Sepekan yang lalu, pada hari Kamis 6 Februari 2020, Pak Marlin, begitu tokoh bangsa ini akrab dipanggil, meninggal dunia di Rumah Sakit Carolus Jakarta pada pukul 14.15. Almarhum wafat pada usia 87 tahun, setelah lima hari dirawat karena beberapa komplikasi penyakit di usia sepuh

Mendiang JB Sumarlin meninggalkan lima anak dan enam cucu. Isteri almarhum  Ny. Theresia Yostiana Sudarmi, sudah dipanggil Tuhan terlebih dahulu. Ibu Sumarlin meninggal pada  tanggal 6 April 2017, dalam usia 81 tahun.

Sesudah ibadah pelepasan di Gereja Katedral serta upacara pelepasan di Kementerian Keuangan, jenazah Pak Marlin dimakamkan di San Diego Hill, pada hari Senin 10 Februari 2020. Beliau dimakamkan di samping pusara isterinya tercinta.

Laksana lampu di dalam gulita

Sehari menjelang pemakaman BaPak JB Sumarlin, Gereja Katolik seluruh dunia merayakan Misa Hari Minggu biasa yang ke-5. Sebelum Injil dibacakan, umat mendaraskan Mazmur 112:4 yang bunyinya: “Bagi orang benar Tuhan bercahaya laksana lampu di dalam gulita

Sesudah Bacaan Kedua dari Surat Rasul Paulus kepada Umat di Korintus (1 Kor 2:1-5), Injil Matius (5:13-16)diwartakan sebagai berikut. Begini bunyinya:

Dalam khotbah di bukit, Yesus bersabda kepada murid-muridNya, “Kamu adalah garam dunia. Jika garam itu menjadi tawar, dengan aPakah ia diasinkan? Tidak ada lagi gunanya selain dibuang dan diinjak orang. Kamu adalah terang dunia. Kota yang terletak di atas gunung tidak mungkin tersembunyi. Lagipula orang tidak menyalakan pelita lalu meletakkannya di bawah gantang, melainkan di atas kaki dian sehingga menerangi semua orang di dalam rumah itu. Demikianlah hendaknya terangmu bercahaya di depan orang, supaya mereka melihat perbuatanmu yang baik dan memuliakan Bapamu yang di surga.”

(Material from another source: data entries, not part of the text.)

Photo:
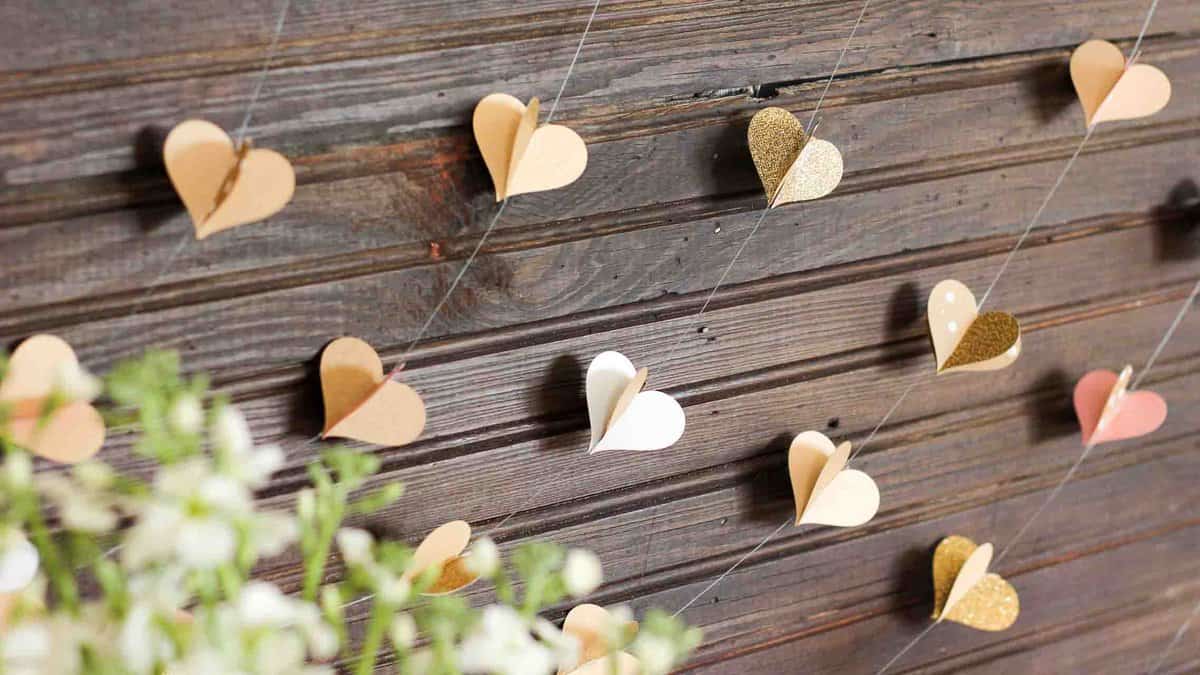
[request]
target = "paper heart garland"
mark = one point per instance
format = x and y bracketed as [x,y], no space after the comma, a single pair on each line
[964,590]
[1108,412]
[73,430]
[1110,89]
[826,491]
[361,402]
[967,340]
[592,626]
[223,186]
[443,548]
[522,156]
[791,167]
[623,417]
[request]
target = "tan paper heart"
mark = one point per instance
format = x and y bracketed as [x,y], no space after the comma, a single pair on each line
[443,549]
[73,430]
[361,402]
[966,340]
[223,186]
[791,167]
[964,590]
[1110,89]
[522,156]
[593,626]
[826,491]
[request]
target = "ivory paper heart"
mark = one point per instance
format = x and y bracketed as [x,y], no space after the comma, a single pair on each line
[964,590]
[1110,89]
[223,186]
[72,430]
[826,491]
[361,402]
[791,167]
[623,417]
[443,549]
[593,626]
[1108,412]
[522,156]
[967,340]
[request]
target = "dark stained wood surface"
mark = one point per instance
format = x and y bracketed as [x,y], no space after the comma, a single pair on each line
[954,118]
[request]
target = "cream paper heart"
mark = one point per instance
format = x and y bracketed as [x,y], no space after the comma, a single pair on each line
[73,430]
[791,167]
[223,186]
[1110,89]
[443,549]
[964,590]
[623,417]
[966,340]
[361,402]
[593,626]
[826,491]
[522,156]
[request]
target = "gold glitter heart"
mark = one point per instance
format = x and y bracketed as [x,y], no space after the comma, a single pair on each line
[990,604]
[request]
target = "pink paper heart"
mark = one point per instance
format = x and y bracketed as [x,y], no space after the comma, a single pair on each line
[1138,412]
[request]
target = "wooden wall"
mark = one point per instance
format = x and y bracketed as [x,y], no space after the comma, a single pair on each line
[953,117]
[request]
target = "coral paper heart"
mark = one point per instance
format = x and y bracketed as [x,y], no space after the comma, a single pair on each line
[826,491]
[791,167]
[594,626]
[1108,412]
[73,430]
[361,402]
[1109,89]
[964,590]
[223,186]
[623,417]
[967,340]
[443,549]
[522,156]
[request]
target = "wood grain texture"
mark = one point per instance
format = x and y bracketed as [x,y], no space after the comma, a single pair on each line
[954,118]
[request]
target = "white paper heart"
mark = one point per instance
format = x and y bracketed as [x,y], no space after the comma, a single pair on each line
[648,420]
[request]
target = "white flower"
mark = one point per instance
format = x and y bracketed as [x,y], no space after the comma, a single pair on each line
[355,544]
[484,557]
[18,561]
[581,572]
[501,644]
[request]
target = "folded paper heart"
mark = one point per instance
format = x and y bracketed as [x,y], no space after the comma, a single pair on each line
[1107,411]
[594,627]
[966,340]
[791,166]
[443,549]
[623,417]
[1110,89]
[223,186]
[66,431]
[826,491]
[364,404]
[964,590]
[522,156]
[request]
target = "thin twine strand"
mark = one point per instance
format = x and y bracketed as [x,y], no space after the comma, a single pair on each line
[1179,635]
[496,217]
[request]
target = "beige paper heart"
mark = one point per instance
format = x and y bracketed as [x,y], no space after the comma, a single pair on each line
[522,156]
[790,168]
[1109,89]
[443,549]
[73,430]
[593,626]
[223,186]
[964,590]
[361,402]
[826,491]
[966,340]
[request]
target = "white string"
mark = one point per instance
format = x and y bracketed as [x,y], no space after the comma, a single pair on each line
[1179,634]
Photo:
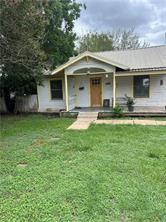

Saat Mazmur didaraskan dan Injil dibacakan pada hari Minggu, 9 Februari 2020 itu, jenazah Pak Marlin masih terbaring dalam peti berwarna putih di rumah duka MRCCC Siloam Hospitals Semanggi, lantai 36.

Sebagai umat Katolik yang baik, selama ini Pak Marlin hampir tidak pernah absen mengikuti misa hari Minggu.

Seorang teman sering melihat Pak Marlin duduk di bangku yang sama setiap misa di gereja Blok B Kebayoran Baru. Hari Minggu kemarin, Pak Marlin dari peti putihnya, pasti juga “hadir” mengikuti “misa” dan “mendengar” sabda Tuhan tentang garam dan terang dunia itu.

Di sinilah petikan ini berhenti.